I suspect that an analogous scenario is responsible for the return of symptoms of hypothyroidism that is sometimes seen when a patient is switched from desiccated thyroid extract or T3 monotherapy to T3/T4 combination therapy. Does this mean that the patient should switch back to desiccated thyroid extract or T3 monotherapy? On balance, I think the answer is no. After all, in the example above, we wouldn’t encourage the patient to return to using high dosages of anabolic steroids simply because he feels unwell on a replacement dosage of testosterone. I believe the most prudent approach in these situations is to be patient (I know this is easy for me to say!) in the hopes that any signs and symptoms of hypothyroidism will resolve with continued use of a safer and more physiologic T3/T4 regimen.  

If your family doctor has the knowledge base to prescribe T3/T4 combination therapy safely and effectively and is willing to do so, then by all means see your family doctor. There is evidence that medical doctors are generally reluctant to prescribe T3/T4 combination therapy.
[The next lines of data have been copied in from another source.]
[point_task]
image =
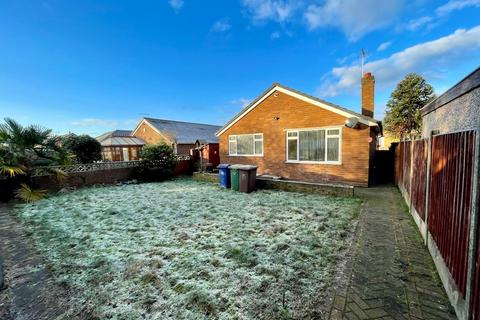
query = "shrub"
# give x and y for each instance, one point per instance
(158, 162)
(85, 148)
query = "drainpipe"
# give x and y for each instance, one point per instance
(474, 221)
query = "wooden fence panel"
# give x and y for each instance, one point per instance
(407, 157)
(399, 164)
(419, 177)
(476, 287)
(450, 200)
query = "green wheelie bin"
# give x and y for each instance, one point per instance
(234, 180)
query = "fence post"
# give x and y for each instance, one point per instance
(474, 227)
(427, 187)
A series of surveys of over four hundred doctors1-3 found that if a patient on T4 presented with persistent signs and symptoms potentially consistent with inadequately controlled hypothyroidism, only 20 percent of doctors would consider prescribing T3/T4 combination therapy. If such a patient were to request the addition of T3 to their regimen, only 35 percent of doctors would prescribe it.
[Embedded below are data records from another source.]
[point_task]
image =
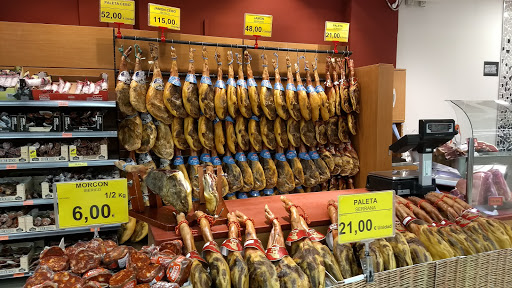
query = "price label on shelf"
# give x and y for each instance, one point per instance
(117, 11)
(336, 31)
(258, 25)
(163, 16)
(365, 216)
(87, 203)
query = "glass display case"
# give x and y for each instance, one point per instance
(487, 163)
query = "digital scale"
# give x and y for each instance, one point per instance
(432, 134)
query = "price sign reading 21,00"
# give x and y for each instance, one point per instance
(92, 203)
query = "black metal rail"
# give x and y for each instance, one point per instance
(344, 53)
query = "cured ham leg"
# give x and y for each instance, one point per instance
(304, 252)
(289, 273)
(343, 253)
(219, 269)
(123, 84)
(198, 275)
(237, 266)
(155, 96)
(172, 91)
(261, 271)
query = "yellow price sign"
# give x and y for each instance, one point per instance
(117, 11)
(366, 216)
(336, 31)
(87, 203)
(163, 16)
(258, 25)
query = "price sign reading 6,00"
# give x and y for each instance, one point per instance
(120, 11)
(88, 203)
(365, 216)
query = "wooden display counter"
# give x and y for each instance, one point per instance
(314, 203)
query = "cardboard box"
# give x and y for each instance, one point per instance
(21, 188)
(74, 157)
(56, 125)
(98, 125)
(64, 155)
(22, 159)
(25, 260)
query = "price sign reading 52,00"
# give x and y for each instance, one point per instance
(88, 203)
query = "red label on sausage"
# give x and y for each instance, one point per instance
(296, 235)
(254, 243)
(276, 252)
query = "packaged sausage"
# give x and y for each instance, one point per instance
(151, 273)
(83, 261)
(116, 258)
(123, 279)
(55, 263)
(100, 275)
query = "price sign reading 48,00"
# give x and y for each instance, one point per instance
(365, 216)
(89, 203)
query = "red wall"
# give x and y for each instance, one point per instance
(373, 30)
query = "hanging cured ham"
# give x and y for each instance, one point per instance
(302, 95)
(233, 247)
(267, 133)
(221, 102)
(354, 90)
(325, 107)
(123, 84)
(231, 88)
(220, 140)
(280, 132)
(314, 99)
(279, 97)
(178, 133)
(292, 100)
(255, 133)
(242, 95)
(190, 92)
(138, 87)
(199, 277)
(172, 91)
(258, 174)
(241, 133)
(252, 88)
(261, 271)
(155, 95)
(289, 273)
(206, 92)
(148, 134)
(191, 134)
(267, 102)
(344, 87)
(164, 144)
(130, 132)
(293, 131)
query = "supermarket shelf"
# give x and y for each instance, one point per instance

It’s important to keep in mind that I’m not only prescribing T3/T4 combination therapy but attempting to comprehensively address the root cause(s) of whatever symptoms are troubling you. Patients who are seeking a second opinion regarding thyroid hormone replacement are generally doing so because of the presence of non-specific signs and symptoms such as fatigue, which they attribute to inadequately controlled hypothyroidism. While inadequately controlled hypothyroidism may certainly contribute to such non-specific signs and symptoms, other factors, such as poor diet and chronic stress, may be contributory if not causative. In addition, factors such as inflammation and stress/HPA axis dysregulation might decrease T3 levels and/or action. Finally, the inflammation that is part and parcel of Hashimoto’s thyroiditis, the most common cause of hypothyroidism, can also contribute to non-specific signs and symptoms. For all of these reasons an integrative treatment plan is included as part of every thyroid hormone replacement consultation.